NASA's InSight lander, which touched down on Mars last week, has captured the first ever sounds of winds on the Red Planet, said NASA on Friday.
NASA's Jet Propulsion Laboratory (JPL) released audio clips of the wind Friday. InSight sensors captured a haunting low rumble caused by vibrations from the wind, estimated to be blowing between 10 to 15 mph (4.5 - 6.7 meters a second) on Dec. 1, from northwest to southeast, according to NASA.
The winds were consistent with the direction of dust devil streaks in the landing area, which were observed from orbit, said NASA.
"This is the first time on the surface of Mars that we've had instruments that can detect up to the frequency that humans can hear," said Tom Pike, a scientist on the InSight project who focuses on the sensors, told a press briefing unveiling the recording.
Bruce Banerdt, InSight principal investigator at JPL in Pasadena, California, said capturing this audio was an unplanned treat. "But one of the things our mission is dedicated to is measuring motion on Mars, and naturally that includes motion caused by sound waves."
"To me, the sounds are really unworldly," Banerdt said. "They do sound like the wind or maybe the ocean roaring in the background, but it also has kind of an unworldly feel to it."
According to NASA, two very sensitive sensors on the spacecraft detected these wind vibrations: an air pressure sensor inside the lander and a seismometer sitting on the lander's deck, awaiting deployment by InSight's robotic arm.
The two instruments recorded the wind noise in different ways.

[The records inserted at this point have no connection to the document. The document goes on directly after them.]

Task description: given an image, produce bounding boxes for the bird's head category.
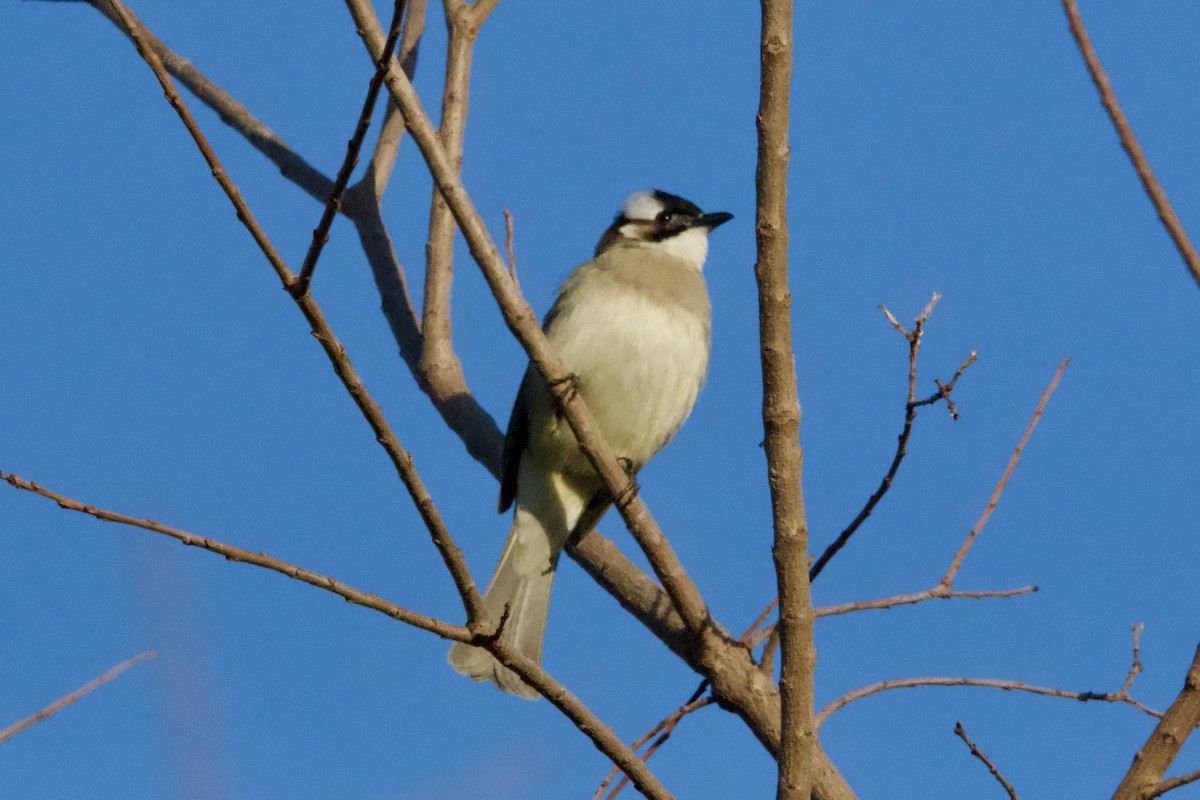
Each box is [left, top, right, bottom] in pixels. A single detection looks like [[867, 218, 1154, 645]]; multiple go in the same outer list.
[[596, 190, 733, 270]]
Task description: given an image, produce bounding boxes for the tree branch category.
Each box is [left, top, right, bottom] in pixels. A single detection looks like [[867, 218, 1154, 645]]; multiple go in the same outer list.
[[94, 0, 486, 625], [954, 720, 1020, 800], [1062, 0, 1200, 292], [755, 0, 816, 800], [940, 359, 1070, 588], [421, 0, 501, 431], [290, 0, 404, 295], [347, 0, 709, 631], [809, 293, 979, 581], [0, 473, 472, 642], [0, 652, 158, 742], [1112, 646, 1200, 800]]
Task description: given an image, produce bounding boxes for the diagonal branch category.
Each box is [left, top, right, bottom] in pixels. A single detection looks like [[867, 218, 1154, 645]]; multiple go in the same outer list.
[[0, 652, 158, 742], [1062, 0, 1200, 284], [92, 0, 486, 625], [290, 0, 404, 295], [0, 471, 671, 800], [421, 0, 504, 438], [347, 0, 709, 631], [52, 0, 334, 203], [940, 359, 1070, 588], [954, 720, 1020, 800], [0, 473, 472, 642], [809, 293, 978, 581], [1146, 770, 1200, 800], [1112, 646, 1200, 800]]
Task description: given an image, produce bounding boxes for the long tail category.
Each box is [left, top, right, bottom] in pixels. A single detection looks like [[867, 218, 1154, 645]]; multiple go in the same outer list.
[[450, 469, 583, 700]]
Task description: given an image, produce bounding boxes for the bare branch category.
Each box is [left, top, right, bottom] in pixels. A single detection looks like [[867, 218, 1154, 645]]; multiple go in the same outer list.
[[1112, 646, 1200, 800], [592, 681, 716, 800], [816, 676, 1157, 728], [0, 652, 158, 742], [0, 473, 472, 642], [289, 0, 404, 295], [42, 0, 334, 203], [347, 0, 709, 631], [1062, 0, 1200, 291], [941, 359, 1070, 587], [421, 0, 489, 422], [811, 293, 978, 585], [1146, 770, 1200, 800], [504, 209, 521, 287], [755, 0, 816, 800], [954, 720, 1020, 800], [482, 632, 673, 800], [816, 584, 1038, 618], [348, 0, 427, 203], [92, 0, 485, 625]]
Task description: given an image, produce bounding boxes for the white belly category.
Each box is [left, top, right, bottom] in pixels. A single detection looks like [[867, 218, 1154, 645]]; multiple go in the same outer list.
[[551, 289, 709, 468]]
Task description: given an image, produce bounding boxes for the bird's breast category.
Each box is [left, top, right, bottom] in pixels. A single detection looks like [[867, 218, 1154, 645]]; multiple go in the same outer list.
[[550, 283, 709, 467]]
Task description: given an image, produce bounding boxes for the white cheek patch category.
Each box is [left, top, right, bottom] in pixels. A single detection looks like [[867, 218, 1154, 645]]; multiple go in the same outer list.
[[654, 228, 708, 270], [620, 192, 662, 221]]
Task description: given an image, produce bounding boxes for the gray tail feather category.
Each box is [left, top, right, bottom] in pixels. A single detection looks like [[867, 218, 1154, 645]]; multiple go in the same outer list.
[[450, 531, 557, 700]]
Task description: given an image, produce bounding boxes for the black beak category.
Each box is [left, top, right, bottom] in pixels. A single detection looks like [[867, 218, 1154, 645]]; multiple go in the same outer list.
[[696, 211, 733, 230]]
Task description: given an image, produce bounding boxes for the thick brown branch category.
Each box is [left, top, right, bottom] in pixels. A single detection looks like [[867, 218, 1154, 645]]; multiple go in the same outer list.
[[486, 637, 672, 800], [1112, 646, 1200, 800], [0, 652, 158, 742], [96, 0, 485, 624], [1062, 0, 1200, 291], [954, 720, 1020, 800], [347, 0, 708, 631], [755, 0, 816, 800], [0, 473, 472, 642]]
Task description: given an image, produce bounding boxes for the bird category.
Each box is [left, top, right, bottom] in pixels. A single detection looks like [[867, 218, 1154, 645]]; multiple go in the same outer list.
[[450, 190, 733, 699]]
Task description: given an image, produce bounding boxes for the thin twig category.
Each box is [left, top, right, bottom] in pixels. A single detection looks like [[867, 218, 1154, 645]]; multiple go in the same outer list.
[[809, 293, 979, 581], [94, 0, 486, 625], [816, 584, 1038, 618], [817, 624, 1163, 727], [421, 0, 496, 410], [504, 209, 521, 287], [0, 652, 158, 742], [1146, 770, 1200, 800], [941, 359, 1070, 587], [347, 0, 709, 631], [954, 720, 1020, 800], [1062, 0, 1200, 284], [816, 676, 1157, 728], [473, 636, 673, 800], [346, 12, 853, 800], [0, 471, 472, 642], [348, 0, 427, 203], [592, 681, 716, 800], [288, 0, 404, 295], [1112, 646, 1200, 800]]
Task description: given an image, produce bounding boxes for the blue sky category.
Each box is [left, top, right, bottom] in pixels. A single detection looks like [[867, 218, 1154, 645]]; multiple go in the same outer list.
[[0, 0, 1200, 800]]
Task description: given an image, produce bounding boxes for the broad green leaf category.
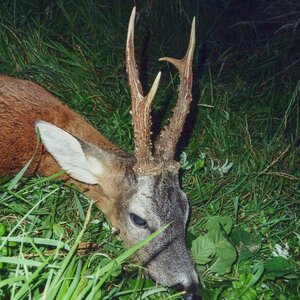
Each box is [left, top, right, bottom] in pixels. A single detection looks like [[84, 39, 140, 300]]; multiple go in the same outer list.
[[191, 235, 216, 265], [205, 216, 232, 234], [0, 223, 5, 237], [266, 256, 294, 277], [52, 224, 64, 239]]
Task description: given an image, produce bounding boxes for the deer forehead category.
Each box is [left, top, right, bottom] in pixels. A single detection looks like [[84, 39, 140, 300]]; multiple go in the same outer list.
[[129, 172, 189, 226]]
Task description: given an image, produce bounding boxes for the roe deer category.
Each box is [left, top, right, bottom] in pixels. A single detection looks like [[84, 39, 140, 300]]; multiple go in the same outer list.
[[0, 8, 198, 299]]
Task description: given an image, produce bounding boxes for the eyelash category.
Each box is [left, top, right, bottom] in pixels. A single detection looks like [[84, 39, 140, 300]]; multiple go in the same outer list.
[[130, 213, 148, 228]]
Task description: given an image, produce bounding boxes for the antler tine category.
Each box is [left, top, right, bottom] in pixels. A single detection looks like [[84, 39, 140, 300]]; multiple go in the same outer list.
[[155, 18, 196, 161], [126, 7, 161, 173]]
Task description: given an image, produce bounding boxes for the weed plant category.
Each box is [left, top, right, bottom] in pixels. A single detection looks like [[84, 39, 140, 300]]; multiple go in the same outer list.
[[0, 0, 300, 300]]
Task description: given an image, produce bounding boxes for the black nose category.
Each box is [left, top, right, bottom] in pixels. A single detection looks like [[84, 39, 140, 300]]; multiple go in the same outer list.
[[184, 292, 201, 300], [185, 282, 201, 300]]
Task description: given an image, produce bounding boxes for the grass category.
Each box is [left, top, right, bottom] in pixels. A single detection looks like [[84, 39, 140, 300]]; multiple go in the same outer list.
[[0, 1, 300, 299]]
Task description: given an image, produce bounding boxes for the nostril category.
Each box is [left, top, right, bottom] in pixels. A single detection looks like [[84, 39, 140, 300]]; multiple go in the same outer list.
[[184, 292, 201, 300], [172, 283, 185, 292]]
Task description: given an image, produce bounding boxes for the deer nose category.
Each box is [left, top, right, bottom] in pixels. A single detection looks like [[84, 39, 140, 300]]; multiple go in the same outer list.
[[172, 282, 201, 300], [184, 292, 201, 300], [185, 282, 200, 300]]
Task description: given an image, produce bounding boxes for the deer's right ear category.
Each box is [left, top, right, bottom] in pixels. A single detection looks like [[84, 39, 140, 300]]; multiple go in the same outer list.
[[35, 121, 119, 184]]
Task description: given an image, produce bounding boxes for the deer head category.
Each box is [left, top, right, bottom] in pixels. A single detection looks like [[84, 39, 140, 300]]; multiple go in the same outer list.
[[36, 8, 198, 299]]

The air pressure sensor, which will collect meteorological data, recorded these air vibrations directly. The seismometer recorded lander vibrations caused by the wind moving over the spacecraft's solar panels, which are each 7 feet (2.2 meters) in diameter and stick out from the sides of the lander like a giant pair of ears.
This is the only phase of the mission during which the seismometer, called the Seismic Experiment for Interior Structure (SEIS), will be capable of detecting vibrations generated directly by the lander, said NASA.
In a few weeks, it will be placed on the Martian surface by InSight's robotic arm, then covered by a domed shield to protect it from wind and temperature changes. It will detect the lander's movement through the Martian surface, said NASA.
SEIS is recording vibrational data that scientists later will be able to use to cancel out noise from the lander when SEIS is on the surface, allowing them to detect better actual marsquakes.
With a reach of nearly 6 feet (2 meters), the arm of inSight will be used to pick up science instruments from the lander's deck, gently setting them on the Martian surface at Elysium Planitia, the lava plain where InSight touched down.
The arm will use its Instrument Deployment Camera, located on its elbow, to take photos of the terrain in front of the lander. These images will help mission team members determine where to set SEIS and heat flow probe, the only instruments ever to be robotically placed on the surface of another planet, said NASA.
Another camera, called the Instrument Context Camera, located under the lander's deck, will also offer views of the workspace.
"We had a protective cover on the Instrument Context Camera, but somehow dust still managed to get onto the lens," said Tom Hoffman of JPL, InSight's project manager. "While this is unfortunate, it will not affect the role of the camera, which is to take images of the area in front of the lander where our instruments will eventually be placed."
Placement is critical, and the team is proceeding with caution. It will take two to three months before the instruments have been situated and calibrated, according to NASA.
InSight landed safely on Mars on Nov. 26, kicking off a two-year mission to explore the deep interior of the Red Planet.